N° 24
SÉNAT
SESSION ORDINAIRE DE 2009-2010
Enregistré à la Présidence du Sénat le 8 octobre 2009 |
RAPPORT D'INFORMATION
FAIT
au nom de la commission des affaires européennes (1) sur le développement du rôle européen du Sénat ,
Par M. Hubert HAENEL,
Sénateur.
(1) Cette commission est composée de : M. Hubert Haenel , président ; MM. Denis Badré, Michel Billout, Jean Bizet, Jacques Blanc, Jean François-Poncet, Aymeri de Montesquiou, Roland Ries, Simon Sutour, vice-présidents ; Mmes Bernadette Bourzai, Marie-Thérèse Hermange, secrétaires ; MM. Robert Badinter, Jean-Michel Baylet, Pierre Bernard-Reymond, Didier Boulaud, Mme Alima Boumediene-Thiery, MM. Gérard César, Christian Cointat, Philippe Darniche, Mme Annie David, MM. Robert del Picchia, Pierre Fauchon, Bernard Frimat, Yann Gaillard, Charles Gautier, Mme Fabienne Keller, MM. Serge Lagauche, Jean-René Lecerf, Mmes Colette Mélot, Monique Papon, MM. Jean-Claude Peyronnet, Hugues Portelli, Yves Pozzo di Borgo, Josselin de Rohan, Mme Catherine Tasca et M. Richard Yung. |
INTRODUCTION
Le rôle européen des parlements nationaux comprend trois grandes facettes.
Ils ont tout d'abord un rôle législatif , qui prend lui-même deux formes bien différentes.
La première est que les parlements nationaux sont « législateurs de base » de l'Union dans la mesure où leur approbation est nécessaire pour les actes les plus fondamentaux de l'Union.

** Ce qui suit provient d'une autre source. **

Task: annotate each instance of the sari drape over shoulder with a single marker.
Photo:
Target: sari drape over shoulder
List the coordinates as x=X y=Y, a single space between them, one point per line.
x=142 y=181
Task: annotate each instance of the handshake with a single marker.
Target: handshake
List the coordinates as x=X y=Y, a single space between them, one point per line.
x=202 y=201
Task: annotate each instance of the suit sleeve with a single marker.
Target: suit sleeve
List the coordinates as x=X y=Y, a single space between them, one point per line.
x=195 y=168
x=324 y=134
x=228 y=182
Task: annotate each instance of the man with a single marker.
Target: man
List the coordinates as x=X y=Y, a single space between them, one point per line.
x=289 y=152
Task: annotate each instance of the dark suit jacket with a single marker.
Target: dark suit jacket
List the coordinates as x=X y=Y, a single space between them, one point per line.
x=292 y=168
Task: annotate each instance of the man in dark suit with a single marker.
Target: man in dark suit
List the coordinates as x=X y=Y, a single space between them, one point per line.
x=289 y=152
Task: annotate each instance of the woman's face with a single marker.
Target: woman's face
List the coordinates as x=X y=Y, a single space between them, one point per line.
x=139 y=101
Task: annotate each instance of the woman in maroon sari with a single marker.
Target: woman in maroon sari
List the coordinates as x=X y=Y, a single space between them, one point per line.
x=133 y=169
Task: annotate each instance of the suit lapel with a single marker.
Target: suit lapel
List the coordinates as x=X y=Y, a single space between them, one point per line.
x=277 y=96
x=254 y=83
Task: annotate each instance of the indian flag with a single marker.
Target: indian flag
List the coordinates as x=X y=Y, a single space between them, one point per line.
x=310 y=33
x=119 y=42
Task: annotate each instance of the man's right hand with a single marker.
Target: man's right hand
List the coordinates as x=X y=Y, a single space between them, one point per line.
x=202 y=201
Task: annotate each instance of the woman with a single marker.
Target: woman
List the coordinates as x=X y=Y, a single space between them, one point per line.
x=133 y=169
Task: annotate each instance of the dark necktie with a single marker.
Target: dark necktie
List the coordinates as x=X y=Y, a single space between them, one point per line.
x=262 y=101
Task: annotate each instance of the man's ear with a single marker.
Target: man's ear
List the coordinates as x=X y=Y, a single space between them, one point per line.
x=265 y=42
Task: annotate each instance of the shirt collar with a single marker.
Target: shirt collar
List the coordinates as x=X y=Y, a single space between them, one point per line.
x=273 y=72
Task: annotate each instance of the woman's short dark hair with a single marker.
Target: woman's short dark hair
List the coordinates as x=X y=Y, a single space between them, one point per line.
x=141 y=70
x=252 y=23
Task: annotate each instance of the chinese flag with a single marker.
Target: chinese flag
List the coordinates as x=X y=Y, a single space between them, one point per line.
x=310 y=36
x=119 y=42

Ce rôle est maintenu, pour l'essentiel, par le traité de Lisbonne qui prévoit une approbation par les parlements nationaux :
- pour la révision des traités (article 48 du traité sur l'Union européenne - TUE) ;
- pour l'adhésion de nouveaux États (article 49 du TUE) ;
- pour la décision éventuelle de mettre en place une défense commune (article 42 du TUE) ;
- pour la fixation des règles relatives aux ressources propres du budget communautaire (article 310 du traité sur le fonctionnement de l'Union européenne - TFUE) ;
- pour les décisions éventuelles de compléter la liste des droits constitutifs de la citoyenneté européenne (article 25 du TUE) ;
- pour les décisions concernant l'adoption d'une procédure uniforme ou de principes communs pour les modalités d'élection des députés européens (article 223 du TFUE).
La deuxième forme est l'intervention des parlements nationaux pour la transposition des directives en droit national. Ce rôle n'est pas modifié par le traité de Lisbonne. En effet, l'article 288 du TFUE maintient la définition de la directive, qui « lie tout État membre destinataire quant au résultat à atteindre, tout en laissant aux instances nationales la compétence quant à la forme et les moyens » .
Les parlements nationaux ont ensuite une fonction de contrôle . Cette fonction s'exerce aujourd'hui essentiellement à l'égard de l'action européenne de chaque gouvernement ; mais elle a commencé à s'exercer, de manière informelle, à l'égard des institutions européennes elles-mêmes, grâce à la « procédure Barroso » qui permet à chaque chambre d'un parlement national d'adresser directement à la Commission européenne des « observations » concernant le respect des principes de subsidiarité et de proportionnalité.
Cette fonction de contrôle est en pleine mutation pour le Parlement français , en raison de la révision constitutionnelle du 23 juillet 2008 et de la réforme des règlements des assemblées qui vient d'en tirer les conséquences. De plus, l'entrée en vigueur du traité de Lisbonne conduira à la mise en place du contrôle de subsidiarité, qui permettra pour la première fois aux parlements nationaux d'intervenir directement dans le processus législatif ordinaire de l'Union, en s'appuyant sur des instruments juridiques spécifiques, afin de veiller au respect du principe de subsidiarité : le Sénat devra, le moment venu, adapter son Règlement afin de définir les modalités selon lesquelles il exercera cette responsabilité nouvelle.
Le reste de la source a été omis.